With more heat and pressure, we get schist metamorphosing into gneiss. Gneiss rock has very nice banding, or foliation, which we see here:

Gneiss rock has banding, or foliation.
example of gneiss banding

What we are looking at is the different minerals within the rock that have aligned themselves into the distinct stripes. Gneiss rock is rock that is exposed to very intense heat. In fact, if more heat were to be added to gneiss, this rock would most likely melt, making it an igneous rock and ending our discussion on metamorphism.

You can recall this order of metamorphism by using the acronym S-S-P-S-G, or Striped Stones Pressed So GNice. Just don't forget the silent 'g' for the gneiss stone.

Non-Foliated Rocks and Contact Metamorphism

Earlier, we noted that there are two types of metamorphism that these rocks can undergo.
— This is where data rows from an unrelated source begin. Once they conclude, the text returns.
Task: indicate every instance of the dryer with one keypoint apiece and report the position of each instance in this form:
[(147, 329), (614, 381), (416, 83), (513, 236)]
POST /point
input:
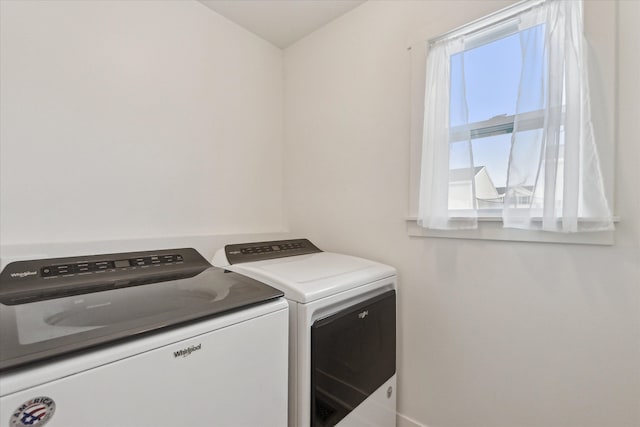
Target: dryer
[(342, 330), (154, 338)]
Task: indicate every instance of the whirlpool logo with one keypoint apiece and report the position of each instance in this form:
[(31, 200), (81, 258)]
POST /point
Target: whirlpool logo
[(187, 351), (23, 274)]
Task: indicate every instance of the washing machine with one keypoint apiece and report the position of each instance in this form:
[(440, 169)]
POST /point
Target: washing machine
[(342, 330), (153, 338)]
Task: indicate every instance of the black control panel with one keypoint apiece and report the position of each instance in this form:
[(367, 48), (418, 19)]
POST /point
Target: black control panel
[(259, 251), (23, 282), (90, 267)]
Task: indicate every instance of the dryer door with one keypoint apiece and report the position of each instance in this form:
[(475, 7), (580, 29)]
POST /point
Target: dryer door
[(353, 352)]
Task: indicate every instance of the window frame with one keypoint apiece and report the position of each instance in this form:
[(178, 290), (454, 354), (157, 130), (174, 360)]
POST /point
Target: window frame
[(600, 20)]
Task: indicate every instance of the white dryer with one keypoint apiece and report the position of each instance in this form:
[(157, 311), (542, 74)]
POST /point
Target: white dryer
[(342, 330)]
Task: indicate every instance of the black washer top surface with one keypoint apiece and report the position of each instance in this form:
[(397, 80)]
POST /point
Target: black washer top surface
[(112, 309)]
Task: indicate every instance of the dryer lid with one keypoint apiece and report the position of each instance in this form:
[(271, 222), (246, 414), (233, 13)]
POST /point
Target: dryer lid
[(306, 278)]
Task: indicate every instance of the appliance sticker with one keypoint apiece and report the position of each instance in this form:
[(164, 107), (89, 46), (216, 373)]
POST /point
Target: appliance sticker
[(35, 412)]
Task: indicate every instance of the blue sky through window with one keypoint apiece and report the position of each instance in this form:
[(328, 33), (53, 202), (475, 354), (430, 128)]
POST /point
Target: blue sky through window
[(484, 84)]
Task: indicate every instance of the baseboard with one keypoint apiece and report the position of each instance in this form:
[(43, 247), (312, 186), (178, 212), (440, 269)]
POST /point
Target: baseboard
[(405, 421)]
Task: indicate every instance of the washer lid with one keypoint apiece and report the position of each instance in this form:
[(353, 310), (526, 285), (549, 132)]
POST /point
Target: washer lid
[(79, 310), (306, 278)]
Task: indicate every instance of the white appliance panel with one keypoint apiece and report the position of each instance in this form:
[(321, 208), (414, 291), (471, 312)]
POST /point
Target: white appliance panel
[(236, 377)]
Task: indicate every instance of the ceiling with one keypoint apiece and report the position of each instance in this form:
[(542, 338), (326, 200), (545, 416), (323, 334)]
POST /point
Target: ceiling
[(281, 22)]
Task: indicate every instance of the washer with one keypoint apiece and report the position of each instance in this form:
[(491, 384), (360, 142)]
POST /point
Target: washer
[(154, 338), (342, 330)]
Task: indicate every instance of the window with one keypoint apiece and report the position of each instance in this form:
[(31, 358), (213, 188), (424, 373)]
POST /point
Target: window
[(516, 141)]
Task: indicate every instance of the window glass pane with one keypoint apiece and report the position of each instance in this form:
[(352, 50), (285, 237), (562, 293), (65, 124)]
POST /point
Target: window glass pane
[(490, 160), (485, 79)]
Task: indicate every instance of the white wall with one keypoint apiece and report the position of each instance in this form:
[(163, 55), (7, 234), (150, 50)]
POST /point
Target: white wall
[(491, 333), (135, 119)]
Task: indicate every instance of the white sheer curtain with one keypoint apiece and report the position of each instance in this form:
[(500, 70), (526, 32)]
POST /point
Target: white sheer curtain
[(554, 182), (557, 164)]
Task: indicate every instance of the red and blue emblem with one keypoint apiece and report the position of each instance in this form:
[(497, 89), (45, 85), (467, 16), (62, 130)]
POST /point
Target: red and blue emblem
[(36, 412)]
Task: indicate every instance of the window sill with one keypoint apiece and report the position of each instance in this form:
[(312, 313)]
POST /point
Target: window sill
[(490, 228)]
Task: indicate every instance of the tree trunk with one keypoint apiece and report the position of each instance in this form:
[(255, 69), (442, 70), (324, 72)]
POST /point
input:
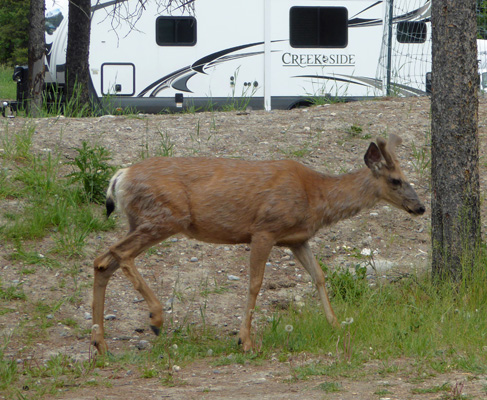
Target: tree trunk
[(37, 48), (455, 200), (77, 55)]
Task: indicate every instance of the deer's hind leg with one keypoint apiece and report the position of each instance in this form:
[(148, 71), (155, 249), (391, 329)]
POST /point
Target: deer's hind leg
[(305, 256), (122, 255), (104, 265)]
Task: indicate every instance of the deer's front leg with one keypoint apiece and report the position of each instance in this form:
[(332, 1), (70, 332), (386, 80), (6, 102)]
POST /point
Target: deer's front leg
[(305, 256), (104, 267), (260, 249)]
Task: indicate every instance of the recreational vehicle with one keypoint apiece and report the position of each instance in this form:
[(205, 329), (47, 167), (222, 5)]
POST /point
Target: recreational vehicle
[(258, 53)]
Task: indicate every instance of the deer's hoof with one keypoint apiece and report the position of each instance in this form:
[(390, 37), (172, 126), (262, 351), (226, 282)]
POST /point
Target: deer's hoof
[(156, 330)]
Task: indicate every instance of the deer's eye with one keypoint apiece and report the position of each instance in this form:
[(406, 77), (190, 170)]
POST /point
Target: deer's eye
[(396, 182)]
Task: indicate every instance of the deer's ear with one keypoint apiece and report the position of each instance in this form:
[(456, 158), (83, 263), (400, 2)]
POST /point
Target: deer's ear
[(373, 158)]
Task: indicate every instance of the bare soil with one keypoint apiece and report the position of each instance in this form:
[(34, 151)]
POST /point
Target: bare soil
[(330, 139)]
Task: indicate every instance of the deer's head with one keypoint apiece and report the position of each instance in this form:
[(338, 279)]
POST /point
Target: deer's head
[(395, 189)]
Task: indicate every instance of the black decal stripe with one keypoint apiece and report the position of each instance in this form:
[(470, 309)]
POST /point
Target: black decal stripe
[(180, 78), (234, 57), (107, 4), (165, 79), (200, 64), (369, 7), (333, 78), (423, 13), (182, 83), (353, 23)]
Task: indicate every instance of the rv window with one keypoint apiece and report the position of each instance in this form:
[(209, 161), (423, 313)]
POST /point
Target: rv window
[(176, 31), (318, 27), (411, 32)]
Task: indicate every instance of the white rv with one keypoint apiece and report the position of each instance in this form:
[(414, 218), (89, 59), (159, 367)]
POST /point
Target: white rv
[(264, 53)]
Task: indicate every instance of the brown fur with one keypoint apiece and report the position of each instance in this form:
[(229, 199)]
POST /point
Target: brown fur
[(264, 203)]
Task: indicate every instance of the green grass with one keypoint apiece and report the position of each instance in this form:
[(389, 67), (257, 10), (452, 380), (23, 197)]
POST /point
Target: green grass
[(438, 328), (8, 88)]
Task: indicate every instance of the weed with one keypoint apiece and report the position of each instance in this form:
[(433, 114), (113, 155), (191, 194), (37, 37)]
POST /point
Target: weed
[(94, 172), (354, 130), (8, 366), (12, 292), (446, 387), (330, 387), (346, 285), (421, 158), (240, 103)]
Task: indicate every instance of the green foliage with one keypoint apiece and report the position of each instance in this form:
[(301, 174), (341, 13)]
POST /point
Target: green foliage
[(482, 19), (49, 203), (8, 87), (346, 285), (14, 26), (8, 367), (11, 292), (93, 172)]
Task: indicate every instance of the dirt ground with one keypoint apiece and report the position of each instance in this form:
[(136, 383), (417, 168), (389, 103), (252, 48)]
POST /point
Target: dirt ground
[(330, 139)]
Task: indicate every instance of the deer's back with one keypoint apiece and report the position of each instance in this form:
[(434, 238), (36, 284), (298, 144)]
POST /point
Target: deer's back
[(219, 200)]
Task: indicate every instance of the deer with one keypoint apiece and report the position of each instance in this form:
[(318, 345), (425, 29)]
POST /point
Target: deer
[(234, 201)]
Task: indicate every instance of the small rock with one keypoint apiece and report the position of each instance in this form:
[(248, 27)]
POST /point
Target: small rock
[(142, 344)]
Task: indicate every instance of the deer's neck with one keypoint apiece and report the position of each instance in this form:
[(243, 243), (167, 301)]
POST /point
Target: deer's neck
[(343, 196)]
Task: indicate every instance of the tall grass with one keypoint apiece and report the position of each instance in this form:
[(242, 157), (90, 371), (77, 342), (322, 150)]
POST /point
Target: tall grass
[(48, 202), (8, 88)]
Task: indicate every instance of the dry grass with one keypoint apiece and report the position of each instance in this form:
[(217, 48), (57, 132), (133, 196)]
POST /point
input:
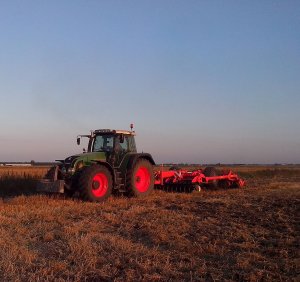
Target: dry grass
[(250, 234)]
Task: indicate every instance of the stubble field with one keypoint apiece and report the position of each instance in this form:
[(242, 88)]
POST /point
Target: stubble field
[(249, 234)]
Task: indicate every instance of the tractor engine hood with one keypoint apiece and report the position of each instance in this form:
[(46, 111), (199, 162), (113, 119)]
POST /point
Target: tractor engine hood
[(71, 163)]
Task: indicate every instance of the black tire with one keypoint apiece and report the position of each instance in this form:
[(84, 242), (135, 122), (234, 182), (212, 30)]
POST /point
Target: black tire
[(211, 172), (95, 183), (140, 179), (50, 173)]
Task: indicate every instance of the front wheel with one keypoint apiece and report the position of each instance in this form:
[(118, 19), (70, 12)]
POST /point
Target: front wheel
[(95, 183), (140, 179)]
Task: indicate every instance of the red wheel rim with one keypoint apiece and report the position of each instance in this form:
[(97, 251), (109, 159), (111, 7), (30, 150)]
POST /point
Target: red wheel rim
[(142, 179), (99, 185)]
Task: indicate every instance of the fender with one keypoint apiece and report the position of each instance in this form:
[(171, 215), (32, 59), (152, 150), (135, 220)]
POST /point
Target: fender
[(133, 159)]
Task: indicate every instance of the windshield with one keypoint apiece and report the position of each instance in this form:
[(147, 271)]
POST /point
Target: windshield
[(103, 143)]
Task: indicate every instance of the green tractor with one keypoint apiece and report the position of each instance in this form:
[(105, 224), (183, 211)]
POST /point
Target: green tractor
[(111, 165)]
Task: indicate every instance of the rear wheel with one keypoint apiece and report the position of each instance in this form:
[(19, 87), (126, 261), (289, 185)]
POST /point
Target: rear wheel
[(140, 179), (95, 183), (211, 172)]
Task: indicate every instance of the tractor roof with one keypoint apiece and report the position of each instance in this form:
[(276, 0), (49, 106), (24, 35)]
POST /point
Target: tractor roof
[(114, 131)]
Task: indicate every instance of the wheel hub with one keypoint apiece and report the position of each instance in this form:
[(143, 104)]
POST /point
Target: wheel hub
[(95, 185)]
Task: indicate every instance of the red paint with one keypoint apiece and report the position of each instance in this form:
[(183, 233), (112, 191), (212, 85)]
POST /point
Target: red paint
[(142, 179), (195, 177)]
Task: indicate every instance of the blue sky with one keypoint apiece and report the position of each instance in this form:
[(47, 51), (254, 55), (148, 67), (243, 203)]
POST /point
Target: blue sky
[(203, 81)]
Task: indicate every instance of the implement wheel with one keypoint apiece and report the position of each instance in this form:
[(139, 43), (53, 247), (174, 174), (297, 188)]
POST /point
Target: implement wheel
[(140, 179), (211, 172), (95, 183)]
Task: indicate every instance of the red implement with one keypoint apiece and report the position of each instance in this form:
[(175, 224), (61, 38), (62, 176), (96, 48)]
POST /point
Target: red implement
[(179, 177)]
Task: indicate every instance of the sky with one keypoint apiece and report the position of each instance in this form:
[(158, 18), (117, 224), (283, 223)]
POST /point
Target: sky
[(202, 81)]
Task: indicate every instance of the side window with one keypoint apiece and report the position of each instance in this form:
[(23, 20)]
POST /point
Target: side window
[(124, 145)]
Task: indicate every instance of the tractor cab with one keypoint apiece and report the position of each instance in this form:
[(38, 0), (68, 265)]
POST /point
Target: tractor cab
[(114, 143)]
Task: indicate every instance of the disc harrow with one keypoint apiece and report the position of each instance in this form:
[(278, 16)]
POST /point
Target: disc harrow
[(185, 181)]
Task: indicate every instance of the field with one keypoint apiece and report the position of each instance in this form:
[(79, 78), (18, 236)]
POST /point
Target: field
[(249, 234)]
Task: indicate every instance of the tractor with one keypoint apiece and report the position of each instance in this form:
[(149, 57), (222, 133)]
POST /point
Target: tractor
[(111, 165)]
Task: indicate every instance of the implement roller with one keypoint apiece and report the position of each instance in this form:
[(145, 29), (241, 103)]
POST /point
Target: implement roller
[(181, 180)]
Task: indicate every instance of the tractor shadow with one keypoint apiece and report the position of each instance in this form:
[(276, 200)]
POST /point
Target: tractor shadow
[(14, 186)]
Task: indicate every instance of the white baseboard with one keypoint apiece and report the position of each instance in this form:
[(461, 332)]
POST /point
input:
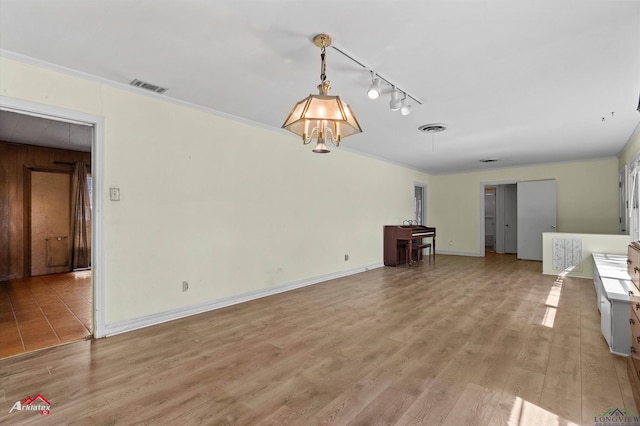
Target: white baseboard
[(459, 253), (118, 327)]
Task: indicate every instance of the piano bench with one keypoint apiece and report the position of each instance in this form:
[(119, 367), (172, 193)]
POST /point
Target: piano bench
[(417, 249)]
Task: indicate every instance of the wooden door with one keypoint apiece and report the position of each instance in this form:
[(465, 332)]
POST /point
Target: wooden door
[(50, 217)]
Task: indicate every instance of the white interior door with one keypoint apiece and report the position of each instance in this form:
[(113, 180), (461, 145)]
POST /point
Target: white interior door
[(536, 214), (511, 218)]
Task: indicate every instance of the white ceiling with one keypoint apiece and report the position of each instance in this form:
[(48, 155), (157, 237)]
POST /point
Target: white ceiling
[(524, 82)]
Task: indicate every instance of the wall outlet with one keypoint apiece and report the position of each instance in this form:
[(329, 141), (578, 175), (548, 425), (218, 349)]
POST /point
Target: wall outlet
[(114, 194)]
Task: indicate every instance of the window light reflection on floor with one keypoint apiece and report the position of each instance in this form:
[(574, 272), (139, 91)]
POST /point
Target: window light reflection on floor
[(553, 298), (525, 413)]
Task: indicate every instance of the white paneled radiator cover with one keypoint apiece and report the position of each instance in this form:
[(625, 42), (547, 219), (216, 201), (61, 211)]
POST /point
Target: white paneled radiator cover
[(567, 254)]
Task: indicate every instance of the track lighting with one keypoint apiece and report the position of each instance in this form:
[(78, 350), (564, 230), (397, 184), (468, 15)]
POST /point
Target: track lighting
[(405, 107), (374, 89), (322, 117), (395, 102)]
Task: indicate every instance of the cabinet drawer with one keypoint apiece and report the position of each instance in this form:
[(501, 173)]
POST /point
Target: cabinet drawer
[(635, 345), (635, 311), (633, 264)]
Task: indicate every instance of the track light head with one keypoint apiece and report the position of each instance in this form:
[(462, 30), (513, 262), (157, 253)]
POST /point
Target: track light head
[(405, 107), (374, 89), (395, 102)]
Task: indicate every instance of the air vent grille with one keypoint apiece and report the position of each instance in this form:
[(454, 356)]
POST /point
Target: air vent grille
[(147, 86)]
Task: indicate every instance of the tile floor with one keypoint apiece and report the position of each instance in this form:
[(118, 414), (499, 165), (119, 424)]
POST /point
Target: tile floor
[(43, 311)]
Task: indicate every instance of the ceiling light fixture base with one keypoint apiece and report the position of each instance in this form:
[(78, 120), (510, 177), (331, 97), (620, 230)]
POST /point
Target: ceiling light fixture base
[(322, 40), (433, 128)]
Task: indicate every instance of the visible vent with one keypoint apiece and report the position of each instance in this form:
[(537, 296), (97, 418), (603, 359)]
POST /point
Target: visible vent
[(148, 86), (433, 127)]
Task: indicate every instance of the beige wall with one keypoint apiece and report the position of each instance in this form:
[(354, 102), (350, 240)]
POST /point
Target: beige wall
[(229, 207), (234, 208), (587, 200)]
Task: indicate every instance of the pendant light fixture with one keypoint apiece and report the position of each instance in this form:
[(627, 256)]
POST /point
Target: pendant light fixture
[(322, 117)]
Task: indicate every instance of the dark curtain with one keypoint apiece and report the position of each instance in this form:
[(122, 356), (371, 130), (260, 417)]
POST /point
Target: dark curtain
[(81, 218)]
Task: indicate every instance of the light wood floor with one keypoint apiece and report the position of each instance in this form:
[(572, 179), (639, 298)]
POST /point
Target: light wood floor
[(464, 341), (44, 311)]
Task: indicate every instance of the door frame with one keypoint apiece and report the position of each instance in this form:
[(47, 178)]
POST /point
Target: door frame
[(483, 186), (26, 210), (424, 200), (97, 171)]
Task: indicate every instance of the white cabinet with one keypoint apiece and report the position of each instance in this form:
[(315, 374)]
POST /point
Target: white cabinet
[(612, 283)]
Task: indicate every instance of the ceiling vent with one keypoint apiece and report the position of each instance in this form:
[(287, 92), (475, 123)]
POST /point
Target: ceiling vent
[(433, 128), (147, 86)]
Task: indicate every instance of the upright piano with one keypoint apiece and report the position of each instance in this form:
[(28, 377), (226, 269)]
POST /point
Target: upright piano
[(399, 242)]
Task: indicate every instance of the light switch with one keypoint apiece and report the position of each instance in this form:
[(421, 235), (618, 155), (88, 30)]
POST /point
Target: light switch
[(114, 194)]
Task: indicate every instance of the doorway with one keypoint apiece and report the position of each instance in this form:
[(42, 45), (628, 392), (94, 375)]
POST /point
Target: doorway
[(500, 218), (55, 118)]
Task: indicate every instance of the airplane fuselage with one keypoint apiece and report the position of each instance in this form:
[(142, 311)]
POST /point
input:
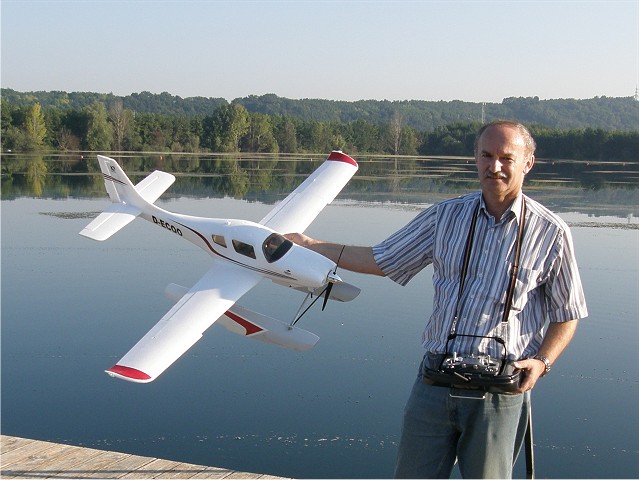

We just talked about regional metamorphism. Let's take a look at the second type, contact metamorphism. Contact metamorphism is a type of metamorphism where rock minerals and texture are changed, mainly by heat, due to contact with magma. So, with this form of metamorphism, we see that the rock actually comes in contact with the heat source, magma. This heat is not enough to melt the rock, but it is going to bake the rock and morph it into a new rock.